Procedures describing details of the bioassay program should be documented. These procedures should include a description of sample collection, analysis, calibration techniques, QC, biokinetic modeling, and dose calculational methods used.

5.5.3 Fecal Sampling

Fecal analysis is most useful in the first few days after a known acute exposure, since a large fraction of either an ingestion or inhalation deposition is excreted in feces. Chronic inhalation exposures to Type M or S uranium can also be characterized by fecal analysis, since a large fraction of the material clears to the GI tract and is eliminated in feces. Urinalysis is the only reliable method for determining inhalation exposures to Type F uranium and for monitoring the excretion of systemic uranium. It also provides complementary information, which, when used with in vivo or fecal monitoring results, contributes to greater accuracy in internal dose assessments. Because urinalysis is generally less disruptive to work schedules than in vivo monitoring and more acceptable to workers than fecal monitoring, it occupies a prominent place in most uranium bioassay programs.

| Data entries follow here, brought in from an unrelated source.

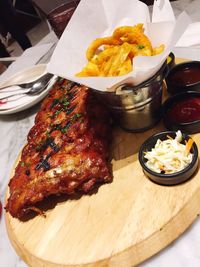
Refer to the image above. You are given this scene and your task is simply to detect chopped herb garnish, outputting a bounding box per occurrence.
[74,113,82,119]
[55,109,62,117]
[60,98,69,107]
[66,105,76,115]
[50,98,59,109]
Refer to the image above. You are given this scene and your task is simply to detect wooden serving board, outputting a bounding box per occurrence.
[6,59,200,267]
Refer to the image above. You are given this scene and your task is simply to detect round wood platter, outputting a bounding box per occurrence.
[6,59,200,267]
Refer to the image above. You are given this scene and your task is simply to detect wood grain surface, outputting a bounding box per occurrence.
[6,59,200,267]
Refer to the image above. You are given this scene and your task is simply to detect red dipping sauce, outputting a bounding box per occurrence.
[172,66,200,86]
[167,97,200,123]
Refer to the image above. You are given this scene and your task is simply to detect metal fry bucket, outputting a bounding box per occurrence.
[95,63,168,132]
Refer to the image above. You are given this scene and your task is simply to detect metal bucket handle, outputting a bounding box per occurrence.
[119,61,169,92]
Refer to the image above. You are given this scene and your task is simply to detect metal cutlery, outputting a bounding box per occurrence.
[0,73,54,100]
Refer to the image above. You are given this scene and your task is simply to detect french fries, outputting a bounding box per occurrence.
[76,23,165,77]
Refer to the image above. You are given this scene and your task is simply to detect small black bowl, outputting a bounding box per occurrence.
[162,92,200,134]
[165,61,200,94]
[138,131,198,185]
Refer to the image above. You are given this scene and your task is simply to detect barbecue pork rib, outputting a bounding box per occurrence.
[6,79,112,218]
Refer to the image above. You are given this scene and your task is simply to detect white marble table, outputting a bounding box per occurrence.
[0,0,200,267]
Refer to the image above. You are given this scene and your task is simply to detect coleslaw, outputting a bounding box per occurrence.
[144,130,193,174]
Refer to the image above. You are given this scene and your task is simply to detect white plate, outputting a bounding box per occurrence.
[0,64,56,115]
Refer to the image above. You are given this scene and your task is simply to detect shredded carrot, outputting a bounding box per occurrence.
[185,138,194,156]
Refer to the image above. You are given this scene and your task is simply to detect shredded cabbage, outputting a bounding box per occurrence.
[144,131,193,174]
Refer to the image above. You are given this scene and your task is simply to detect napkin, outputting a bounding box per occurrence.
[176,22,200,47]
[0,43,54,83]
[152,0,175,22]
[47,0,190,91]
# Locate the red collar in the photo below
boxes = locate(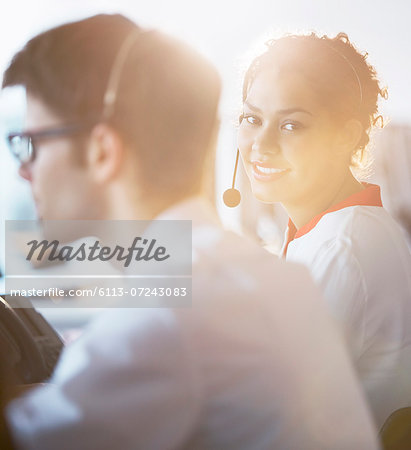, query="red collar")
[282,183,382,257]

Fecal analysis is often more likely to detect exposure to highly insoluble Type S material than urinalysis. The ratio between the fecal excretion level per day and the urine excretion level per day is greater than 7, as calculated for a 90-day sampling interval. All action levels are above the typically attainable MDA for fecal analysis of 0.1 pCi per L (ANSI/HPS 1996). Thus, it is recommended that facilities that have a significant Type S uranium exposure potential should have fecal analysis capabilities available to them, unless they have urinalysis methods that have MDAs well below the 0.1 pCi per sample (ANSI/HPS 1995).

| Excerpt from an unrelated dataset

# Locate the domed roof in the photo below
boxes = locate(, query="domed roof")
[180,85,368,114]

A fecal sampling program must be designed to optimize worker cooperation, whether collecting samples at home or in the workplace. Since the frequency of fecal voiding varies greatly from person to person, the sample collection program must be adaptable. Flexibility in sample dates is important. It is suggested that when a fecal sample is required, the worker be provided with a kit and instructed to collect the sample, noting the date and time of voiding on the sample label. This practice can reduce the

likelihood of unsuccessful samples. If multiple samples are required (for example, to collect the total early fecal clearance following an acute inhalation exposure), the worker may be given several kits and told to collect the next several voidings, noting the date and time of each.

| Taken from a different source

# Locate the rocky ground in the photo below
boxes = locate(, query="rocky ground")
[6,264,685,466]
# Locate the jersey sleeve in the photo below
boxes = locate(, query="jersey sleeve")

Since the total fecal voiding should be collected, thought must be given to the kit provided. Fecal sampling kits can be obtained from medical supply companies or designed by the site. A typical kit might include a large plastic zipper-closure bag to hold the sample, placed inside a 1- to 2-liter collection bucket with a tight-fitting lid. The bucket and bag can be held in place under a toilet seat by a trapezoid-shaped bracket with a hole through it sized to hold the bucket. After sample collection, the zipper bag is sealed, the lid is snapped tight on the bucket, and the bucket placed in a cardboard box.

Following collection, the provisions for sample handling, control, analytical, and QC are similar to those described above for urine samples. One particular concern for fecal analysis is the potential

difficulty of dissolving Type S uranium in the fecal matrix. While nitric acid dissolution may be adequate, enhanced digestion using hydrofluoric acid may be preferred.

5.5.4 Conditions for Adjustments of Action Levels

When workers are potentially exposed to other radiation sources or toxic agents, the action levels should be reevaluated. Since uranium has both chemical and radiological toxicity characteristics, urinalysis results should be interpreted both in terms of mass and radioactivity to ensure that the most appropriate set of action levels is used (ANSI/HPS 1995).